Gregory Dean

Gregory Dean

Principal dancer

Born:  1984 

Nationality: English

Education: Monzani School of Dancing, Tring, Hertfordshire, 1990-2000, Tring Park School for the Performing Arts, 2000-03

Previous companies: Ballet Vorpommern, Greifswald, 2003-05, Scottish Ballet, Glasgow, 2005-08, promoted to Coryphée in 2007

Career: Joined the Royal Danish Ballet as a member of the corps de ballet in 2008. Promoted to soloist in 2011 and to principal dancer in 2013

Highlights from the repertoire with the Royal Danish Ballet: Siegfried in Swan Lake (Peter Martins), Siegfried in Swan Lake (Nikolaj Hübbe and Silja Schandorff), Prince Désiré in The Sleeping Beauty (Christopher Wheeldon), James in La Sylphide (August Bournonville), Oberon in A Midsummer Night’s Dream (John Neumeier), Romeo in Romeo and Juliet (John Neumeier), Other Dances (Jerome Robbins), Sugarplum Cavalier in The Nutcracker (George Balanchine), Albrecht in Giselle (Nikolaj Hübbe and Silja Schandorff), Junker Ove in A Folk Tale (August Bournonville) and Hank in Come Fly Away (Twyla Tharp)

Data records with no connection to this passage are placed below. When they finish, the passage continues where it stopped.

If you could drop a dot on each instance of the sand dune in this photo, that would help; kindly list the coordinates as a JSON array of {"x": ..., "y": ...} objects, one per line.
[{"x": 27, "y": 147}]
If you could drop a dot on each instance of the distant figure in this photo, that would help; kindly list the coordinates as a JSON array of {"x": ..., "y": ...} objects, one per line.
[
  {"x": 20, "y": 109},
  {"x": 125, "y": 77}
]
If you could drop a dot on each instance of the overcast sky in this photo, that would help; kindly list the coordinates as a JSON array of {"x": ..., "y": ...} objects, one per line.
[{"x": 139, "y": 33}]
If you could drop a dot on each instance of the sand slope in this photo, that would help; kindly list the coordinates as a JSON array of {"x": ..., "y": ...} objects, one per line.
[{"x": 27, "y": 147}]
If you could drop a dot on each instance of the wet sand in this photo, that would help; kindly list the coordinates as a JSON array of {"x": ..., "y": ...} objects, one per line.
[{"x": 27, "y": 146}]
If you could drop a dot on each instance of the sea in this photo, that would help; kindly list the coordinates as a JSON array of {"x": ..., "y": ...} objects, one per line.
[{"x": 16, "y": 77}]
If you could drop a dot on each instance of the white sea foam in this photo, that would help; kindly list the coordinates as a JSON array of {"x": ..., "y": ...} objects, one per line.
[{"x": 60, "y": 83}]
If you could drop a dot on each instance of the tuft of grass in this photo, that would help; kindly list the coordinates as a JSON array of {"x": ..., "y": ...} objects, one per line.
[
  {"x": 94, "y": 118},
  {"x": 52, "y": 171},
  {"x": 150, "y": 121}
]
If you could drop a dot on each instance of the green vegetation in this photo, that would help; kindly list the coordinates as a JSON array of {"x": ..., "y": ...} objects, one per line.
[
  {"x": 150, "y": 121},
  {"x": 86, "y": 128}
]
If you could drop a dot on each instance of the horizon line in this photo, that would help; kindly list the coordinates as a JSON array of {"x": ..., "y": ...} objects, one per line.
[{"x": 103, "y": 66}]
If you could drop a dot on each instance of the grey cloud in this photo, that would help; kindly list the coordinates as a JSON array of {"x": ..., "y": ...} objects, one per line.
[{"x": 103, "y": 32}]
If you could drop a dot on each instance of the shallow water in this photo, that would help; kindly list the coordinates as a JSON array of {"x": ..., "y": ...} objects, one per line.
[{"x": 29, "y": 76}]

Creations: Uncontaminated by Jacopo Godani, 2009, Prince in The Golden Cockerel by Alexei Ratmansky, 2012, and Pas de Quatre in The Sleeping Beauty by Christopher Wheeldon, 2012 

Own choreography: The Forgotten Children, the Royal Danish Ballet School, 2017, choreography for the movie De standhaftige, 2016, When H.C. Andersen Met the Little Carl Nielsen, the Royal Danish Ballet School, 2016, Hungarian and Italian Divertissements for Swan Lake, the Royal Danish Ballet, 2015, On the Feeling of Light, Aarhus Festuge, 2015, L’amour fou, Pop Up performance, 2014, Arabian pas de deux, New Year’s Eve concert, 2013, Träume, Scottish Ballet, 2008

Awards: Johannes og Ulla Poulsens Fond, 2010, Albert Gaubiers Hæderslegat, 2010


What was the first ballet you saw? 
The first ballet I saw live was The Nutcracker, and my parents bought me the sweater from the merchandise table, which I wore non-stop for about a year.

Why do you dance?
The combination of the beautiful music, the physical pursuit of perfection and losing yourself in a role, makes me feel extremely lucky to be able to earn a living through dancing. I also love that it is my job to bring joy to an audience. 

Why do you think that ballet is relevant today? 
I think ballet transcends all cultures. Dance talks to a very primal part of the brain. Body language and movement have formed human interaction for thousands of years. When a ballet is done well it can move an audience in a very deep way.

Do you have a backstage story that you want to share?
There is nothing better than to go to work with one’s friends and lose yourself in a world of fantasy and beauty. For the last year I have also been living with Kizzy Matiakis, her husband and their young boy. It was a very special experience to be by her side, as her prince, when she got promoted to principal and then come home together to “hygge”!